The term in Tamazight is bilmaouen “ⴱⵉⵍⵎⴰⵡⵏ” . The term ilmawn means skins.

== Observance ==
The celebration begins with a bujlood carnival, usually on the day after Eid al-Adha, when young people wear masks and the skins of the sheep or goats that were sacrificed on the Eid. They dance around in their masks and costumes carrying limbs of the sacrificed animals, which they use to play with people they run into and trying to touch them. The point is to spread laughter and cheer.

It’s often seen as a “sister tradition” of the Austrian and South Tyrolean Krampus tradition. Even if they have different beliefs behind those traditions they do have similarities and are both believed to stem from pre-Christian or pre-Islamic, ancient pagan traditions.
Both involve wearing animal skins, masks, and bells to represent chaotic or wild figures, also both involve a "run" or procession where the character interacts with and frightens the crowd.

== Interpretations ==
The French ethnologists Edmond Doutté and Émile Laoust connect the tradition to pre-Islamic Amazigh rites celebrating the changing of seasons and death and resurrection. The Finnish anthropologist Edvard Westermarck connected the tradition to the Roman Saturnalia festival.

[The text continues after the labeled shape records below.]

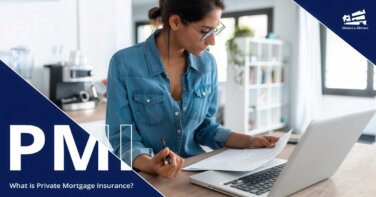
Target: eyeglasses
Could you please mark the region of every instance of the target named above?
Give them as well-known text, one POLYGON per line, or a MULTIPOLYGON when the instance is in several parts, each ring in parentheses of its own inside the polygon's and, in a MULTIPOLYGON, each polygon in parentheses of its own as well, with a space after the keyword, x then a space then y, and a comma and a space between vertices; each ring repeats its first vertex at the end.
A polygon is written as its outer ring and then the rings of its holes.
POLYGON ((186 20, 182 20, 184 23, 186 23, 187 25, 191 26, 194 30, 196 30, 198 33, 202 34, 202 37, 201 37, 201 40, 206 40, 207 38, 209 38, 211 35, 215 35, 217 36, 219 33, 221 33, 221 31, 226 28, 226 26, 220 22, 220 24, 218 25, 217 28, 213 29, 213 30, 210 30, 210 31, 203 31, 203 30, 199 30, 197 29, 196 27, 194 27, 193 25, 191 25, 190 22, 186 21, 186 20))

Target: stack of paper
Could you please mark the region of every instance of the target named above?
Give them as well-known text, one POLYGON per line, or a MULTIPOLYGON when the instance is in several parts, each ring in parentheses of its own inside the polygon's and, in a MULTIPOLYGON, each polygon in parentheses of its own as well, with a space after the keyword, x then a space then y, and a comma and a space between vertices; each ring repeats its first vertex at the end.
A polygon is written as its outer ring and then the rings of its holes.
POLYGON ((278 140, 274 148, 229 149, 183 170, 252 171, 273 160, 286 146, 290 134, 291 130, 278 140))

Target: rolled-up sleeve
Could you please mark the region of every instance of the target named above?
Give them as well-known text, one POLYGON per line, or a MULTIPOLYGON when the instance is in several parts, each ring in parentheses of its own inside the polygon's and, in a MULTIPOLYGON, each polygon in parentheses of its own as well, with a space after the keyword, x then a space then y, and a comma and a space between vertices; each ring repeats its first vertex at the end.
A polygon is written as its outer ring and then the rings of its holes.
POLYGON ((196 129, 195 139, 199 142, 199 144, 217 149, 222 148, 225 145, 227 138, 231 134, 231 129, 224 128, 223 126, 215 122, 215 115, 217 113, 218 107, 217 65, 214 58, 212 57, 211 59, 214 86, 209 99, 209 110, 201 125, 196 129))
POLYGON ((110 61, 107 77, 106 124, 107 136, 114 153, 129 166, 142 154, 153 156, 151 148, 142 144, 142 137, 137 130, 132 116, 125 83, 125 65, 118 61, 116 54, 110 61))

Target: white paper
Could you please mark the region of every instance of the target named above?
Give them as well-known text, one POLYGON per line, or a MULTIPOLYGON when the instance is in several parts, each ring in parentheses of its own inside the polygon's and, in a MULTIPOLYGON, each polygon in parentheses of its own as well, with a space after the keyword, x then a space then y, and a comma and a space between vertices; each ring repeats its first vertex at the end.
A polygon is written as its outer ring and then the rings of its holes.
POLYGON ((186 166, 183 170, 252 171, 275 158, 286 146, 291 134, 279 138, 274 148, 229 149, 217 155, 186 166))

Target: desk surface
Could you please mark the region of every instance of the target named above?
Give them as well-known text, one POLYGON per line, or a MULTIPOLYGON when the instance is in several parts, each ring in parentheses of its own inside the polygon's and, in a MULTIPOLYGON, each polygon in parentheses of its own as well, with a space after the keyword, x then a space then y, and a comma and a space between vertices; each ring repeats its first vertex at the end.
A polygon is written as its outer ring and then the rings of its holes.
MULTIPOLYGON (((295 146, 288 144, 278 155, 279 158, 288 159, 295 146)), ((207 158, 223 150, 216 150, 204 155, 186 159, 186 165, 207 158)), ((308 187, 292 196, 375 196, 376 187, 376 146, 355 144, 340 168, 331 178, 308 187)), ((174 180, 156 177, 141 173, 149 183, 165 196, 226 196, 213 190, 194 185, 189 182, 189 176, 196 172, 183 171, 174 180)))

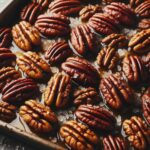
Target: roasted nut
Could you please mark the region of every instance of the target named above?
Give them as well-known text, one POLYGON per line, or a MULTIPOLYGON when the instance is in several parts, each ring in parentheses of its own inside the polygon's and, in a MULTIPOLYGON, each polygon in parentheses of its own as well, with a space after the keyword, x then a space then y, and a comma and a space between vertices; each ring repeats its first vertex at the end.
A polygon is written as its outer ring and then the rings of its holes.
POLYGON ((25 51, 30 51, 33 46, 41 43, 39 32, 26 21, 16 24, 12 29, 12 35, 16 45, 25 51))
POLYGON ((17 54, 17 65, 33 79, 43 79, 51 73, 50 66, 35 52, 17 54))
POLYGON ((81 105, 76 110, 77 119, 92 129, 110 131, 114 129, 116 119, 114 115, 101 106, 81 105))
POLYGON ((137 54, 150 52, 150 29, 135 34, 129 41, 128 46, 137 54))
POLYGON ((26 101, 19 110, 20 116, 37 133, 49 133, 58 124, 54 112, 35 100, 26 101))
POLYGON ((38 93, 38 86, 32 79, 19 78, 6 84, 2 90, 2 100, 20 102, 32 98, 38 93))
POLYGON ((96 36, 87 25, 80 25, 72 29, 71 44, 80 55, 97 54, 96 36))
POLYGON ((138 150, 146 150, 150 144, 150 130, 146 123, 137 116, 123 122, 123 129, 131 145, 138 150))
POLYGON ((115 48, 105 47, 97 56, 97 64, 100 69, 114 69, 118 59, 119 55, 115 48))
POLYGON ((95 104, 101 101, 97 91, 92 87, 77 89, 73 93, 73 98, 74 98, 73 103, 76 106, 82 104, 95 104))
POLYGON ((100 5, 88 5, 81 9, 79 16, 83 22, 87 22, 94 14, 102 12, 100 5))
POLYGON ((59 133, 65 143, 74 150, 93 150, 94 146, 99 143, 93 131, 74 120, 63 124, 59 133))
POLYGON ((60 64, 71 56, 72 50, 68 42, 61 40, 53 42, 45 53, 45 59, 50 64, 60 64))
POLYGON ((99 82, 99 74, 90 62, 79 57, 70 57, 61 65, 62 70, 81 85, 95 86, 99 82))
POLYGON ((106 104, 114 110, 121 110, 125 104, 132 103, 133 92, 121 75, 114 74, 102 79, 99 90, 106 104))
POLYGON ((90 18, 88 24, 97 33, 104 35, 117 33, 120 30, 118 21, 114 20, 109 14, 97 13, 90 18))
POLYGON ((48 37, 65 36, 70 33, 70 20, 61 14, 43 14, 37 18, 35 27, 48 37))
POLYGON ((114 19, 125 26, 135 26, 136 15, 128 5, 120 2, 114 2, 104 7, 104 12, 108 15, 113 16, 114 19))
POLYGON ((12 41, 11 29, 0 28, 0 47, 9 47, 12 41))
POLYGON ((108 135, 103 138, 104 150, 127 150, 124 139, 120 136, 108 135))
POLYGON ((71 78, 62 73, 55 74, 44 92, 44 102, 48 106, 63 108, 67 105, 71 91, 71 78))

The Moroccan anthropologist Abdellah Hammoudi, in his essay The Victim and Its Masks: An Essay on Sacrifice and Masquerade in the Maghreb, refutes these interpretations and contextualizes bujlood as a Moroccan cultural practice inseparable from the Eid al-Adha sacrifice.

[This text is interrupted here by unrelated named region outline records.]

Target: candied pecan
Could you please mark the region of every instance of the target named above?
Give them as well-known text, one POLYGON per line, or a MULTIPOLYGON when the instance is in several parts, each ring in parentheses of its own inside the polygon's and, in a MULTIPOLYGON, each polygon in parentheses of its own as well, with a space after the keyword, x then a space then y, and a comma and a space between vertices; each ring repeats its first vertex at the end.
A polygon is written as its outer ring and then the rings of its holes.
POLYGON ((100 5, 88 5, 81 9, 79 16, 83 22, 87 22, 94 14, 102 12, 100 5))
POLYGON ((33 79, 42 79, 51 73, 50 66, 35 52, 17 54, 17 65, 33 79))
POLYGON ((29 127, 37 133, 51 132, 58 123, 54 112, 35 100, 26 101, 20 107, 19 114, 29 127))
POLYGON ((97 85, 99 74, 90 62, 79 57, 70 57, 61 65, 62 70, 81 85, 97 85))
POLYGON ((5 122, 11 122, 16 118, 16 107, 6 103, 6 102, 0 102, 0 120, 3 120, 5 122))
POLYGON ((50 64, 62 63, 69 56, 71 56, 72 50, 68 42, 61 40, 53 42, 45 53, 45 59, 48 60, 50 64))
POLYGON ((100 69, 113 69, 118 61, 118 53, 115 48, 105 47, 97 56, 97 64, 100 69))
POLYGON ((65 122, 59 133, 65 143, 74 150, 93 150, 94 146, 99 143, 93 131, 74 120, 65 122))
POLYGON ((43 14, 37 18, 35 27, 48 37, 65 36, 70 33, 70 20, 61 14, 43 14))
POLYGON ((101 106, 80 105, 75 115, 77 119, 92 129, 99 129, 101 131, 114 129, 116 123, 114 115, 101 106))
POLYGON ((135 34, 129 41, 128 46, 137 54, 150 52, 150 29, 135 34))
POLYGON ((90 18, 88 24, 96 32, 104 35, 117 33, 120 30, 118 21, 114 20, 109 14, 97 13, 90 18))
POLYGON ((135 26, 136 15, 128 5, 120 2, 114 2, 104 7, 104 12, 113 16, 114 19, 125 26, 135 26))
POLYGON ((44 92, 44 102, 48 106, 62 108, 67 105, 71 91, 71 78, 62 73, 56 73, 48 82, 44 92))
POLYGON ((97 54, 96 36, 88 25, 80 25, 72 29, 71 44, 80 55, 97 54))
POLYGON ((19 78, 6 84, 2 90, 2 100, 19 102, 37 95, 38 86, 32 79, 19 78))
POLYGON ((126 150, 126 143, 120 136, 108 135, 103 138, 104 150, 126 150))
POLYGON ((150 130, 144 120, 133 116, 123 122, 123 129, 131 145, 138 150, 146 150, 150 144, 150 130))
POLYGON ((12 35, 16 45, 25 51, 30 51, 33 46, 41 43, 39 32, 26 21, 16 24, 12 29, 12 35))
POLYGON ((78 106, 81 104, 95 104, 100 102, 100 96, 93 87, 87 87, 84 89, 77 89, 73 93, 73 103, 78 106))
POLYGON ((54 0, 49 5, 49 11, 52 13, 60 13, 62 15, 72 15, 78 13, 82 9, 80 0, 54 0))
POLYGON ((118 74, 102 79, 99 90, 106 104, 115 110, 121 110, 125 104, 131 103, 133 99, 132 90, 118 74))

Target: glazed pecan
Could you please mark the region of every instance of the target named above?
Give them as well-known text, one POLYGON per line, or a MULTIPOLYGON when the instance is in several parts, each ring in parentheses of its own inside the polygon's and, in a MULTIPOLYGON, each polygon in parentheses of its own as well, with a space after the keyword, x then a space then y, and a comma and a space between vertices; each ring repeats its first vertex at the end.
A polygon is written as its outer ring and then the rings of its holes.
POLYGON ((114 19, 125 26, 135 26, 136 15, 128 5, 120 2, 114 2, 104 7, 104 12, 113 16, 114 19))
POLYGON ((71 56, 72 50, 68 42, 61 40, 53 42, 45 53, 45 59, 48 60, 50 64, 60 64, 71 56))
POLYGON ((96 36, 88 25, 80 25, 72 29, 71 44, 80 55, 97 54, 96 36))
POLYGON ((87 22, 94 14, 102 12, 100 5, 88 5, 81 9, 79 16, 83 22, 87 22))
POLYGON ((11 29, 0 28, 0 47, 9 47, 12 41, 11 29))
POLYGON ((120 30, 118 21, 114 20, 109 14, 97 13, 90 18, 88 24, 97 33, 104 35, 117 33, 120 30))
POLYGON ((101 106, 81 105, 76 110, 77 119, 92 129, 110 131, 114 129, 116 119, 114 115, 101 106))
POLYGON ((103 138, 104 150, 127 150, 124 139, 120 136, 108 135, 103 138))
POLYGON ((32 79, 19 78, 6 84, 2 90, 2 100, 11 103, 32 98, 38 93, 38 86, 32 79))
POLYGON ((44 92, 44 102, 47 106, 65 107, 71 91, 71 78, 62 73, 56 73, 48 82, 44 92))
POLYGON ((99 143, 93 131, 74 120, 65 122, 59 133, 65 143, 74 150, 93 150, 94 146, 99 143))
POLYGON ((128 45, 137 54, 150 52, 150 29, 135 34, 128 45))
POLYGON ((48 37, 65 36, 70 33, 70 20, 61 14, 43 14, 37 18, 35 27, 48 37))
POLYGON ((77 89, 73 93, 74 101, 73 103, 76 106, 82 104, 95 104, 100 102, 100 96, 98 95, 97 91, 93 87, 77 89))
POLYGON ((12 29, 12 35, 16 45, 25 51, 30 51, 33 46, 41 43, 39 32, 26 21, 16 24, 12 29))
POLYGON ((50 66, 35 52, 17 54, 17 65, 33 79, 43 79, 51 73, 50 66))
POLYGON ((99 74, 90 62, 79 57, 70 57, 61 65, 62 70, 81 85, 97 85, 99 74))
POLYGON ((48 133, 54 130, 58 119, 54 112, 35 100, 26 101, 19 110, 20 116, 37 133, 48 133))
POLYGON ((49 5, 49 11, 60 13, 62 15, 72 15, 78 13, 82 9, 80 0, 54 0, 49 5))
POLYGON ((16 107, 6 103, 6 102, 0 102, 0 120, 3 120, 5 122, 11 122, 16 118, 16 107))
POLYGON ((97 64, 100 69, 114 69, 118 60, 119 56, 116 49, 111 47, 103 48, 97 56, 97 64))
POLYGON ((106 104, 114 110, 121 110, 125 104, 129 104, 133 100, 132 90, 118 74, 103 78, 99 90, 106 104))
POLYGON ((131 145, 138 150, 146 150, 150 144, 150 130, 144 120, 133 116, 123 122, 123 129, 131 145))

Hassan Rachik has also written about the sacrifice traditions of the Ait Mizan and the Ait Souka in the High Atlas.

=== Islamic opinion ===
In the opinion of some local Islamic scholars, this celebration is "not permissible as it likens humans, who have been blessed by God, to beasts, and the skin of these animals defiles the human body. It also makes it impossible to pray on time, because changing in and out of the clothes takes time, and the individual in question has to wash himself in ablution after each removal of the skins, as they give off a nasty odor, especially in the summer time." It is seen by conservative Sunni scholarship as a pagan relic.

=== In popular culture ===
The Bujlood ceremony is explored in the Sufi music of the Master Musicians of Joujouka, particularly in their albums Brian Jones Presents the Pipes of Pan at Joujouka and Boujeloud.